Selectivity is an important trait to consider when designing small molecule probes for chemical biology. If you wish to use a small molecule to study a particular protein, but that small molecule is fairly promiscuous in its binding habits, there are risks that any effects you observe may be due to it binding other proteins with similarly shaped binding pockets, instead of your protein of interest.
In this situation, you may decide to investigate so called ‘bump and hole’ methodology. This technique, which has been successfully employed in a variety of circumstances (e.g. Science. 2014 October 31; 346(6209): 638–641. doi:10.1126/science.1249830.), involves redesigning a small molecule probe to include extra steric bulk – a ‘bump’ – and conversely introducing a mutation into the protein of interest that swaps a bulkier residue for a smaller one – a ‘hole’. The new ‘bump’ in the small molecule will prevent it from binding properly with its original targets, but the mutated – ‘holed’ – protein will still accommodate it.
Under the right circumstances, simple human inspection of a crystal structure containing the original protein and ligand combination will yield plenty of potential bump/hole combination ideas to try. If there is a sterically bulky side chain cosying up next to portion of your molecule that looks like it could be relatively easy to chemically modify, you don’t necessarily need anything more empirical before starting the relevant synthesis and mutation in the lab, then testing in vitro.
But if no immediately obvious routes present themselves, taking a more methodical approach in silico in the first instance has the potential to shave many dead ends off any proposed lab work, and even to present routes that may not have been obvious by inspection alone.
Assuming there is a crystal structure of the small molecule bound to the protein of interest that can be used as a basis, docking can provide a high throughput way to test different combinations of ligand modifications and protein mutations. Foldx, a software suite by CRG, can be used to evaluate proposed mutations, providing energy readouts that give a good indication of the mutant protein’s stability relative to the parent. Once a 3D coordinate file for the mutant protein has been generated, the ‘bumped’ ligand can be docked into it and their predicted binding energies evaluated.
“But why bother redocking a small molecule whose binding conformation is, essentially, already known?” I hear you ask. A very good point, and this is why constrained docking is so useful for this particular scenario. GOLD, by CCDC, allows users to provide a ‘scaffold’ when docking, which will bias its docking results towards those where a certain portion of your molecule is held in a user-defined position. In this case, a conserved portion of the ligand – i.e., a section that is exactly the same in both the original ligand and the bumped ligand – can be used to hold that section of the bumped ligand in the correct position and conformation during docking. This ensures that the computational power is used effectively, by exploring conformations of the modified section of the ligand, rather than trying to accurately redock a section whose binding conformation is already known to us.

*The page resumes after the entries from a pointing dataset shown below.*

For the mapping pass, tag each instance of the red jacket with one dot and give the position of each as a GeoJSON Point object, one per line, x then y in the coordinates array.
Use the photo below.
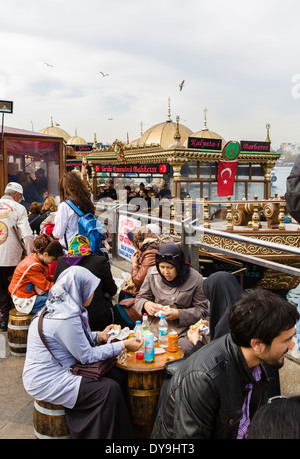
{"type": "Point", "coordinates": [37, 275]}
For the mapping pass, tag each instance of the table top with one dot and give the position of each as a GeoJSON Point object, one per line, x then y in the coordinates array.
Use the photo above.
{"type": "Point", "coordinates": [133, 364]}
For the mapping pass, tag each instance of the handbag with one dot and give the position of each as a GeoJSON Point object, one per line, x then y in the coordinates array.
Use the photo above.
{"type": "Point", "coordinates": [93, 370]}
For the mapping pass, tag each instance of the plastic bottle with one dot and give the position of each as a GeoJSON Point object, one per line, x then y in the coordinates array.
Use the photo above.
{"type": "Point", "coordinates": [138, 330]}
{"type": "Point", "coordinates": [149, 347]}
{"type": "Point", "coordinates": [145, 324]}
{"type": "Point", "coordinates": [138, 333]}
{"type": "Point", "coordinates": [162, 332]}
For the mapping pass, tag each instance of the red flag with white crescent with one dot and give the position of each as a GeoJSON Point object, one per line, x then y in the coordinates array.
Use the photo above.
{"type": "Point", "coordinates": [226, 176]}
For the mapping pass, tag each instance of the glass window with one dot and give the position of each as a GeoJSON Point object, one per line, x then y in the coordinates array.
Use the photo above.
{"type": "Point", "coordinates": [255, 189]}
{"type": "Point", "coordinates": [189, 170]}
{"type": "Point", "coordinates": [207, 171]}
{"type": "Point", "coordinates": [35, 164]}
{"type": "Point", "coordinates": [242, 172]}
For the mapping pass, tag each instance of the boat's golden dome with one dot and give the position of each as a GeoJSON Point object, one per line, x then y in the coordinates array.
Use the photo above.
{"type": "Point", "coordinates": [76, 140]}
{"type": "Point", "coordinates": [55, 131]}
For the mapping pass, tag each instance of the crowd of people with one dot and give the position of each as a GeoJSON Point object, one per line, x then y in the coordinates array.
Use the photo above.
{"type": "Point", "coordinates": [226, 386]}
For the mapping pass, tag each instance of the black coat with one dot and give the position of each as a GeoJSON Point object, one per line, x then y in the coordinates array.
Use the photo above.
{"type": "Point", "coordinates": [100, 309]}
{"type": "Point", "coordinates": [206, 394]}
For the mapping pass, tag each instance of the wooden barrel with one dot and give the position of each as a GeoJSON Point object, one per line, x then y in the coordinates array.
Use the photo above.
{"type": "Point", "coordinates": [17, 331]}
{"type": "Point", "coordinates": [49, 421]}
{"type": "Point", "coordinates": [144, 391]}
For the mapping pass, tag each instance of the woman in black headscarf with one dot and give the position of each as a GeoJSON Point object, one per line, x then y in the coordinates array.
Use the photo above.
{"type": "Point", "coordinates": [174, 283]}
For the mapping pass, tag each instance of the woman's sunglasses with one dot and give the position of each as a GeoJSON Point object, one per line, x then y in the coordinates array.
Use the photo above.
{"type": "Point", "coordinates": [167, 257]}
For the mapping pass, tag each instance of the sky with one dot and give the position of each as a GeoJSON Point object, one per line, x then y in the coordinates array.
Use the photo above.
{"type": "Point", "coordinates": [239, 59]}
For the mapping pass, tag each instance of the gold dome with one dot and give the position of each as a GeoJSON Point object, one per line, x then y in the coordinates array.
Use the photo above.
{"type": "Point", "coordinates": [76, 140]}
{"type": "Point", "coordinates": [163, 134]}
{"type": "Point", "coordinates": [55, 131]}
{"type": "Point", "coordinates": [205, 133]}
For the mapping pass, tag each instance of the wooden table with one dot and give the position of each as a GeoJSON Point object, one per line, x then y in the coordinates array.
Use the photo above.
{"type": "Point", "coordinates": [144, 383]}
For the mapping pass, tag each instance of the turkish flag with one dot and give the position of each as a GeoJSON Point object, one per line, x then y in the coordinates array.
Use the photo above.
{"type": "Point", "coordinates": [226, 176]}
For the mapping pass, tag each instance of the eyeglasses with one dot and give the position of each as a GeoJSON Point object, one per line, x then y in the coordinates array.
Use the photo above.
{"type": "Point", "coordinates": [166, 257]}
{"type": "Point", "coordinates": [276, 397]}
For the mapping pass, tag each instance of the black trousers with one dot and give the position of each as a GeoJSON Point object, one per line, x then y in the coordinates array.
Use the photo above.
{"type": "Point", "coordinates": [6, 273]}
{"type": "Point", "coordinates": [101, 410]}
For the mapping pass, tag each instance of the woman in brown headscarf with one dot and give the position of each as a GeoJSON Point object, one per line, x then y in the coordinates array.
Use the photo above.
{"type": "Point", "coordinates": [147, 242]}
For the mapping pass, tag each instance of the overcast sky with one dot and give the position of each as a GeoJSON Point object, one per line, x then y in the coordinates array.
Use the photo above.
{"type": "Point", "coordinates": [240, 59]}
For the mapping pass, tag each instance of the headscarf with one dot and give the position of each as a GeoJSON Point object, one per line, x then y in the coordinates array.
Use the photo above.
{"type": "Point", "coordinates": [78, 249]}
{"type": "Point", "coordinates": [73, 287]}
{"type": "Point", "coordinates": [172, 254]}
{"type": "Point", "coordinates": [144, 237]}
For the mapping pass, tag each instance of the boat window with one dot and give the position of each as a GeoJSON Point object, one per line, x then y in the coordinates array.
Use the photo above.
{"type": "Point", "coordinates": [255, 189]}
{"type": "Point", "coordinates": [189, 170]}
{"type": "Point", "coordinates": [207, 171]}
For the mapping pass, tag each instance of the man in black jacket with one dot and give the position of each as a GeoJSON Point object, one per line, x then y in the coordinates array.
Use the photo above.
{"type": "Point", "coordinates": [215, 392]}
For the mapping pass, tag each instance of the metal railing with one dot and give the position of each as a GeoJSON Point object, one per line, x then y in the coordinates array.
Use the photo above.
{"type": "Point", "coordinates": [190, 237]}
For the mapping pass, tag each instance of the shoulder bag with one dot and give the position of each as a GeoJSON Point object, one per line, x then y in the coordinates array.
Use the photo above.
{"type": "Point", "coordinates": [91, 370]}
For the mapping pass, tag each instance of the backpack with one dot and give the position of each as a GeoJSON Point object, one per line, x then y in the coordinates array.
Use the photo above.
{"type": "Point", "coordinates": [90, 227]}
{"type": "Point", "coordinates": [47, 229]}
{"type": "Point", "coordinates": [292, 195]}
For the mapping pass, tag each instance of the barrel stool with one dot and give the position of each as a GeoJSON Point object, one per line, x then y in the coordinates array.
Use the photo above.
{"type": "Point", "coordinates": [17, 331]}
{"type": "Point", "coordinates": [49, 421]}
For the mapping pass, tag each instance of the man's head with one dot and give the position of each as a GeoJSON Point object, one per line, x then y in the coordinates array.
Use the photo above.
{"type": "Point", "coordinates": [263, 324]}
{"type": "Point", "coordinates": [15, 190]}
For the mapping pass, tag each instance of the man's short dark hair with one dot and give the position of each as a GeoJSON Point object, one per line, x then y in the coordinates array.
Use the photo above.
{"type": "Point", "coordinates": [260, 314]}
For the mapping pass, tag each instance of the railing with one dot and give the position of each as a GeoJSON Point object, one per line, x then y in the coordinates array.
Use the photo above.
{"type": "Point", "coordinates": [189, 234]}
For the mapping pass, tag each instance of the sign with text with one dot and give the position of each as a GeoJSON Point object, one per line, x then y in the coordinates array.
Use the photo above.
{"type": "Point", "coordinates": [126, 224]}
{"type": "Point", "coordinates": [133, 168]}
{"type": "Point", "coordinates": [205, 144]}
{"type": "Point", "coordinates": [250, 146]}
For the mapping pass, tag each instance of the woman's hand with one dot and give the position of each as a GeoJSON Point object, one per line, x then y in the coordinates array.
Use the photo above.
{"type": "Point", "coordinates": [129, 288]}
{"type": "Point", "coordinates": [172, 314]}
{"type": "Point", "coordinates": [133, 344]}
{"type": "Point", "coordinates": [195, 336]}
{"type": "Point", "coordinates": [151, 307]}
{"type": "Point", "coordinates": [135, 259]}
{"type": "Point", "coordinates": [106, 244]}
{"type": "Point", "coordinates": [103, 336]}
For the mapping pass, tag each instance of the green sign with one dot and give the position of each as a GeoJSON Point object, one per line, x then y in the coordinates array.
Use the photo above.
{"type": "Point", "coordinates": [231, 150]}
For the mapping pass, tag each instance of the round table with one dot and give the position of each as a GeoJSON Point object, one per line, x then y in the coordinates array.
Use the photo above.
{"type": "Point", "coordinates": [144, 383]}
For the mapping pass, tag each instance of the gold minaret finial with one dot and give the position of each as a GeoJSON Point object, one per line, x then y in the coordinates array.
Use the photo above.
{"type": "Point", "coordinates": [205, 128]}
{"type": "Point", "coordinates": [95, 142]}
{"type": "Point", "coordinates": [177, 135]}
{"type": "Point", "coordinates": [169, 109]}
{"type": "Point", "coordinates": [268, 126]}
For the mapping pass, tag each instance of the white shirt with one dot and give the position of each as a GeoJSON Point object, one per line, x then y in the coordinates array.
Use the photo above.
{"type": "Point", "coordinates": [13, 214]}
{"type": "Point", "coordinates": [66, 223]}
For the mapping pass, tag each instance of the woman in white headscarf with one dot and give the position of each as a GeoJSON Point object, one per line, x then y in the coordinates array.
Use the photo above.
{"type": "Point", "coordinates": [94, 409]}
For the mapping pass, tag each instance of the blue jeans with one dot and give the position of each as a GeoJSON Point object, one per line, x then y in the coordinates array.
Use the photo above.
{"type": "Point", "coordinates": [39, 303]}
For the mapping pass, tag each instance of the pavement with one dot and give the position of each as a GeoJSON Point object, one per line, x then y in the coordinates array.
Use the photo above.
{"type": "Point", "coordinates": [16, 406]}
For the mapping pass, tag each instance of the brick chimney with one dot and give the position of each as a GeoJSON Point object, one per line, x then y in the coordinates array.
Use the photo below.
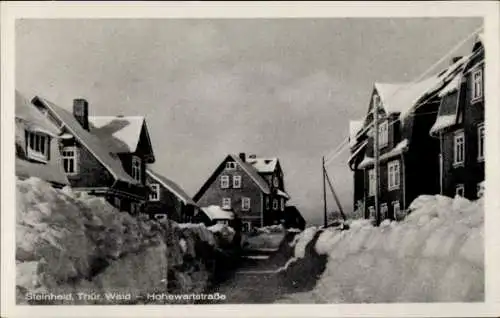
{"type": "Point", "coordinates": [81, 112]}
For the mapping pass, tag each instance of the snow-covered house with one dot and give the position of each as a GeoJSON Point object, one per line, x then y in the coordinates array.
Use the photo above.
{"type": "Point", "coordinates": [252, 187]}
{"type": "Point", "coordinates": [408, 156]}
{"type": "Point", "coordinates": [37, 150]}
{"type": "Point", "coordinates": [459, 128]}
{"type": "Point", "coordinates": [168, 200]}
{"type": "Point", "coordinates": [104, 156]}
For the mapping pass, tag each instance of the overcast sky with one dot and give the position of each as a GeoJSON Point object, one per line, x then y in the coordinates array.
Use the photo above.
{"type": "Point", "coordinates": [273, 87]}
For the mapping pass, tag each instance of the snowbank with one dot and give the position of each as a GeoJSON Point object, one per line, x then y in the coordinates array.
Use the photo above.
{"type": "Point", "coordinates": [436, 254]}
{"type": "Point", "coordinates": [69, 242]}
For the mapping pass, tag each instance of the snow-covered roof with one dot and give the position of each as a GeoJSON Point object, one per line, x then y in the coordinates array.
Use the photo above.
{"type": "Point", "coordinates": [121, 133]}
{"type": "Point", "coordinates": [402, 97]}
{"type": "Point", "coordinates": [452, 86]}
{"type": "Point", "coordinates": [32, 118]}
{"type": "Point", "coordinates": [443, 121]}
{"type": "Point", "coordinates": [171, 186]}
{"type": "Point", "coordinates": [399, 149]}
{"type": "Point", "coordinates": [90, 141]}
{"type": "Point", "coordinates": [215, 212]}
{"type": "Point", "coordinates": [283, 194]}
{"type": "Point", "coordinates": [263, 165]}
{"type": "Point", "coordinates": [354, 127]}
{"type": "Point", "coordinates": [48, 172]}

With this in mind, I find it most effective to build any ‘bumped’ ligand 3D coordinate files using the ligand from the original crystal structure as a template – e.g. using PyMOL’s ‘builder’ function. This will not only preserve the coordinates of the conserved section (which, in theory, doesn’t matter), but it will also preserve any ring conformations present (which docking software often has more trouble with). Contrast this with, for example, converting a SMILES string into a .mol2 files using RDKit, Openbabel, or otherwise: the conformation of the conserved section given by this may well be different to that seen in the crystal structure, and again it makes no sense the the docking software to attempt to recreate something for which we already have the answer.
Another feature that GOLD offers is residue flexibility. How extensively you use this feature – if at all – will depend on your specific system. But allowing the mutated residue’s side chain to explore multiple conformations along with the unconstrained half of the ligand will provide more insight than leaving it in the ‘default’ position assigned by Foldx.
Once GOLD has returned its best docking attempts for a set of ‘bumped’ ligands and ‘holed’ proteins, Any suitable forcefield – such as the one built into Autodock 4 – can be used to predict their binding energies, and inspection of the full grid of ligands vs proteins will highlight any exciting avenues to be explored in the lab. From my own personal experience, I would encourage anyone attempting this method to be exhaustive in their docking, pitching all twenty potential mutants for any given position against a set of all the chemical modifications you can think of/easily make 3D coordinate files for. Don’t limit your testing to just testing the bumps and holes that you think will complement each other, but do the full exhaustive grid, as some predicted interactions with good binding energies may well end up being between combinations that wouldn’t have appeared intuitive.
Furthermore, whilst taking synthetic feasibility into account when proposing chemical modifications is obviously sensible, don’t be frightened of testing ideas in silico that might be hard to make in the lab – after all, it won’t add much extra time to your computational workflow. Besides, spending time making the right compound from the get go, however tricky the synthesis, may end up proving quicker than sticking to easier syntheses, but having to do loads because none of your compounds work properly.